Some People, Really!



John Grant. Bogus Science, or Some People Really Believe These Things. Facts, Figures and Fun, 2009.
This is John Grant’s third volume in a trilogy, following on from Discarded Science and Corrupted Science. In many ways this volume follows the path of Martin Gardener’s famous Fads and Fallacies in the Name of Science, and looks at the wilder fringes of pseudoscience. Here we meet the, presumably, insane flat-earther John Hampden who ended up in jail several times for stalking and harassing Alfred Russel Wallace and his family, Cyrus ‘Koresh’ Teed who believed we live on the inner surface of a hollow earth, and many another strange character. Just about every eccentric idea that you can think of seems to have proponents, there are for example people who still believe that the earth is the centre of the universe.

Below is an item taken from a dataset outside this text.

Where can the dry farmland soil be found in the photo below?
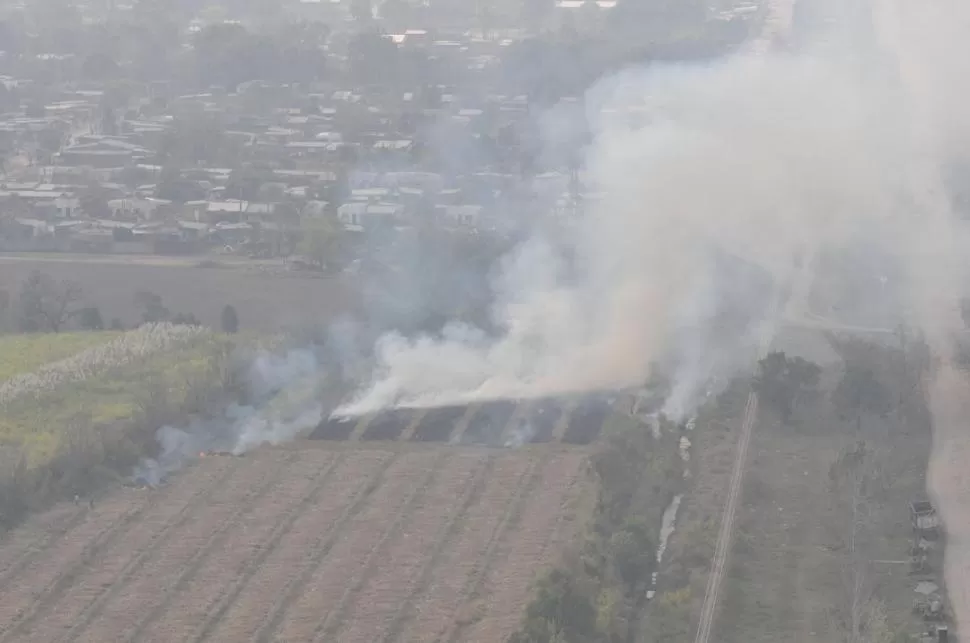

There are of course the more usual suspects, such as believers in Atlantis, perpetual motion machines and various revisionist histories. One of the oddest of the latter, which was featured in a recent Fortean Times, was the idea developed by a group of Germans, that Charlemange was a fictional character devised by the Emperor Otto who wanted to add several hundred years to the calendar in order that the millennium be celebrated during his reign. How he persuaded the Vatican to add a large number of non-existent popes to the records, to say nothing of inventing Alfred the Great, is not explained.

Like Martin Gardner, John Grant is no great fan of Charles Fort, and he perhaps takes Fort’s more outrageous ideas as serious suggestions, rather than the jokes that Fort, or at least his more intelligent supporters, insisted they were. On the other hand the rather fawning attitude several otherwise sane and sensible Forteans took towards the late John Michel makes we wonder just how cranky Forteanism might be beneath the surface. Grant could well have included Michel in his compendium, alongside much else on earth mysteries, but perhaps they have been overshadowed by the likes of Graham Hancock and Robert Bauval who are featured.

Grant is rather more favourable to cryptozoology, perhaps too much so in the case of Bigfoot and the Loch Ness Monster, though he does accept that the odds in favour of them are not good, given the absence of any bodies. – Peter Rogerson.